La miré sorprendido por esas palabras.
—Es que se murió el gallo…










El peor...


Nubes grises, frutas rojas

Clavelina se había desencantado de la vida. De la gente que la rodeaba. Un día se retó a sí misma a construir su mundo. Uno propio, sin patrones explotadores ni galanes de pacotilla. Ya había experimentado lo necesario para considerarse “experta en ciudades de mierda y relaciones estúpidas” y sin pensarlo demasiado y dispuesta a olvidarse de todo, vendió todas sus posesiones. Compró una cabaña perdida en el medio de un bosque y una vaca. Pintó la casa de colores vibrantes y a la res un clavel para recordar su nombre.
Segismundo no conocía ninguna ciudad. Pero quería hacerlo. Unos tipos que lo levantaron en la carretera cuando se dirigía a cumplir su sueño, después de muchas preguntas, le habían ofrecido  un trabajo. “Es temporal” dijeron. Solo cuidar unas plantas tan raras como ellos.
Nunca volvieron.
La soledad le trajo manías. Setenta y un pasos hasta el aljibe. Quinientos tres hasta el río… Se perdía en la cuenta cuando iba hasta la plantación a buscar esas flores que le gustaba quemar en la estufa. Cuando lo hacía, se reía y gritaba canciones olvidadas.
Una mañana, subió al chinchorro al Cachirulo. Un perro que apareció de la nada y se quedó con él. Remó hasta el otro lado del río dispuesto a dar un paseo.
Allí se encontró con Clavelina que paseaba a la vaca. Después de la sorpresa, la conversación se dio natural. Él preguntaba sobre la ciudad. Ella, sobre los quehaceres del campo.
Él soñaba con ver rascacielos. Ella, con comer algún postre con frutas.
Como todas las tardes, Segismundo se sentó a esperar el atardecer. Unas nubes que parecían una muralla se recortaban en el azul oscuro del cielo.
Son nubes, se dijo.

Agarró un balde y caminó los seiscientos once pasos que lo separaban de las frutillas.

Leticia

Cientos de bombitas delineaban la tienda haciéndola visible desde el pueblo. Hileras de banderines multicolores marcaban el camino hacia la entrada que tenía forma de payaso. El circo había llegado pleno de alegría y colores  vibrantes.
Excepto la ropa de Leonardo.
El traje, la pajarita que colgaba larga y el sombrero fedora, eran negros. La camisa blanca era lo único que cortaba su aparente oscuridad.  Cantaba en los entreactos de las funciones y en su repertorio, no faltaban baladas en francés. Estaba seguro que hacerlo en ese idioma era elegante y seductor.
Lo entusiasmaba llegar a un pueblo nuevo y pensar que podría cautivar alguna chica. Tal vez enamorarla  y al fin, cambiar de vida.
Leticia deseaba lo mismo, pero ya estaba enamorada. Cada noche escondida entre bambalinas, suspiraba en silencio escuchándolo cantar. Leonardo no solo le gustaba. Era el único que no la miraba como un fenómeno. Que la trataba como una mujer.
—Si tuviera valor…— pensaba la mujer barbuda mirándose al espejo.
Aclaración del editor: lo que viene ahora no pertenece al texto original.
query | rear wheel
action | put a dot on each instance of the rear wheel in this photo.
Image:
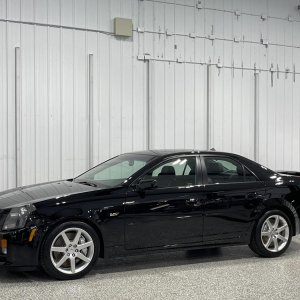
(70, 251)
(272, 234)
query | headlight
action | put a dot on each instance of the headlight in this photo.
(17, 217)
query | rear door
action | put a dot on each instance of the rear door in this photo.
(170, 214)
(231, 194)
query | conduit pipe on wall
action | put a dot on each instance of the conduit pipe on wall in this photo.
(18, 118)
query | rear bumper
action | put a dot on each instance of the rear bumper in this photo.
(20, 252)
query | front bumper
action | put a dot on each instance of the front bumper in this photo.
(19, 250)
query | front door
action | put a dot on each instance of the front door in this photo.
(168, 215)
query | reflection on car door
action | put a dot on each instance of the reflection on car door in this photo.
(231, 195)
(168, 215)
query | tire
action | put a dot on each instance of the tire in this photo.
(272, 234)
(70, 251)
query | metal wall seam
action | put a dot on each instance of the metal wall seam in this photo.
(90, 110)
(18, 117)
(256, 116)
(236, 12)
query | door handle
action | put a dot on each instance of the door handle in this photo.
(193, 201)
(251, 196)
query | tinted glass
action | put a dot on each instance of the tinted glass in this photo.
(226, 170)
(249, 176)
(176, 172)
(115, 171)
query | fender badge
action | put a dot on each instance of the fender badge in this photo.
(114, 214)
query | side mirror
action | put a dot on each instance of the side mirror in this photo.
(146, 184)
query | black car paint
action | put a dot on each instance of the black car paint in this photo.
(130, 221)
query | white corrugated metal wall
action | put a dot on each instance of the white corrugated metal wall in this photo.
(194, 61)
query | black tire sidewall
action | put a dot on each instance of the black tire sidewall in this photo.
(45, 258)
(257, 234)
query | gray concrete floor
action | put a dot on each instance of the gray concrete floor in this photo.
(225, 273)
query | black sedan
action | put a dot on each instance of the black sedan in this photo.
(148, 201)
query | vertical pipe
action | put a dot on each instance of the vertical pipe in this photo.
(256, 117)
(18, 120)
(90, 111)
(208, 96)
(148, 105)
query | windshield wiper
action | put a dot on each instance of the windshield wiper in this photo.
(87, 183)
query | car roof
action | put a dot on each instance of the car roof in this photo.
(169, 152)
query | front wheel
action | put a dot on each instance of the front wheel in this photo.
(70, 251)
(272, 234)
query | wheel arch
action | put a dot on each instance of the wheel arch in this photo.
(284, 206)
(51, 226)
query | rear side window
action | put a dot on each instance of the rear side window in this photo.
(177, 172)
(226, 170)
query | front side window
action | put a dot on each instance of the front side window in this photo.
(177, 172)
(226, 170)
(115, 171)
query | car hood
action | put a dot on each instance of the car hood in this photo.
(41, 192)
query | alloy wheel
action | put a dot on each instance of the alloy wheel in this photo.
(275, 233)
(72, 250)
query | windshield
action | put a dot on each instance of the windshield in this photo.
(115, 171)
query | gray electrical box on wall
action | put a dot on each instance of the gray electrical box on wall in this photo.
(123, 27)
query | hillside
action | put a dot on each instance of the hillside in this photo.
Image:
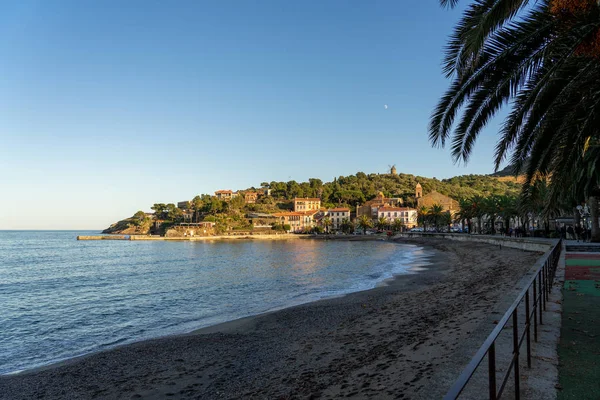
(355, 189)
(348, 191)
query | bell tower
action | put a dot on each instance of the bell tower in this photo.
(418, 191)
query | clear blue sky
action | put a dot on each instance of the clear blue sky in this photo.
(107, 107)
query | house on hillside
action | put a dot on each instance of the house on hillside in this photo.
(370, 207)
(428, 200)
(407, 215)
(306, 204)
(250, 197)
(183, 205)
(337, 216)
(294, 219)
(225, 195)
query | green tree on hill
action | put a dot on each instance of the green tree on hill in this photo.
(364, 223)
(327, 223)
(382, 223)
(398, 225)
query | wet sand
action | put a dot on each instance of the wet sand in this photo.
(407, 340)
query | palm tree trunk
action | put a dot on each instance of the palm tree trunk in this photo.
(594, 211)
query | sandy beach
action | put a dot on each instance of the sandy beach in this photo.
(407, 340)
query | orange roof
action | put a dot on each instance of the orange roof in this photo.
(288, 214)
(395, 209)
(310, 212)
(306, 199)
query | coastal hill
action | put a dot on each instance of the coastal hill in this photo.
(344, 191)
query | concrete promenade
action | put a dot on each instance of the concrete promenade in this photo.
(579, 347)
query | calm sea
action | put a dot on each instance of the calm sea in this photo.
(61, 298)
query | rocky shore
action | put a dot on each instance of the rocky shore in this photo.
(406, 340)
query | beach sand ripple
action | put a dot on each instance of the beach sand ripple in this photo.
(407, 340)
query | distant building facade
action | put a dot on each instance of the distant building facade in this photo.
(250, 197)
(407, 215)
(184, 205)
(428, 200)
(337, 216)
(225, 195)
(370, 207)
(306, 204)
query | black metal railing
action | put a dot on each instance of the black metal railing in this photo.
(539, 286)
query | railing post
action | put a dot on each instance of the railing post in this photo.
(535, 306)
(528, 327)
(549, 278)
(516, 356)
(541, 295)
(544, 279)
(492, 370)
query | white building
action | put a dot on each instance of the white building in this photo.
(337, 216)
(407, 215)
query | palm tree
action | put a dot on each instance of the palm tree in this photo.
(327, 223)
(382, 223)
(364, 223)
(542, 60)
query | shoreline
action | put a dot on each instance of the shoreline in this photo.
(276, 236)
(416, 266)
(380, 341)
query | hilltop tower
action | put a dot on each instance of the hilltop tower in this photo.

Esa noche Leonardo realizó su mejor actuación. No necesitó recorrer la platea con la mirada buscando alguna mujer que le diera una esperanza. En la tercera fila, una belleza de ojos rasgados y prometedores,  le sonreía cantando con él en silencio.
Apenas terminar su actuación, arrancó un ramo de flores de la cabeza de un pony  y corriendo, fue a buscar a la chica.

El tono anaranjado que se filtraba por la tela de la carpa, creaba en el camerino de Leticia una atmósfera agobiante. Vestidos y zapatos caídos por doquier y su caja de maquillaje desparramada sobre la mesa, aumentaban esa sensación.

Una gota de sangre cerca de la navaja y la palabra “adiós” escrita con labial en el espejo, enmarcaban los pelos de la barba que descansaban en la pileta del baño.